Politico's report is based on conversations with most Democratic candidates up for re-election. Only a few said they would welcome the president's participation in their campaigns.
While some Democratic senators fear that Obama's involvement in their races could cost them their seats because of his unpopularity, they are also in need of the White House's steep resources.
The White House is aware of the situation and is figuring out the best way the president and those close to the administration can help.
While meeting with Senate Democrats at Nationals Park last week, Obama said that Obamacare will be the Republicans' "No. 1 attack tool" against Democrats, Sen. Dick Durbin of Illinois told Politico.
"He said, 'I understand in some of your states I'm not the most popular politician,'" Durbin said. "'So if you're going to break from the White House on an issue or a position, understood. But I can help many of you, even in states where I'm not popular with everyone. I can still help, and I'm willing to do everything I can.'"
While Obama has some fundraisers scheduled on behalf of Senate Democrats, candidates are looking to Vice President Joe Biden, first lady Michelle Obama, former President Bill Clinton and former secretary of state Hillary Clinton to play a role.
Sen.
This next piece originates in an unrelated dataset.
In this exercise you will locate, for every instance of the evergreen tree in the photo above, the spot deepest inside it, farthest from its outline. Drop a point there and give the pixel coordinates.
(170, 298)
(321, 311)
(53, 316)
Mark Pryor of Arkansas said that outside help won't make a difference in his state.
"I don't get people to come and campaign for me very often," Pryor told Politico. "To me, in Arkansas, people don't vote for you because somebody else says vote for you."
By contrast, Republicans are growing increasingly confident about their chances of establishing a majority in the Senate, Politico reported
Statistically speaking, the president's party usually loses an average of six seats during his sixth year, but Republicans are also riding on the problems and frustration among voters surrounding Obamacare, the president's low approval rating, and the slowly recovering economy to give them an extra boost.
GOP donors were encouraged in November when tea party favorite Dean Young was beat by establishment candidate Bradley Byrne in a special election for an Alabama House seat.
One political strategist called the victory an encouraging "turning point" at a time when donors were concerned about another year in which unelectable tea party candidates win the GOP nomination.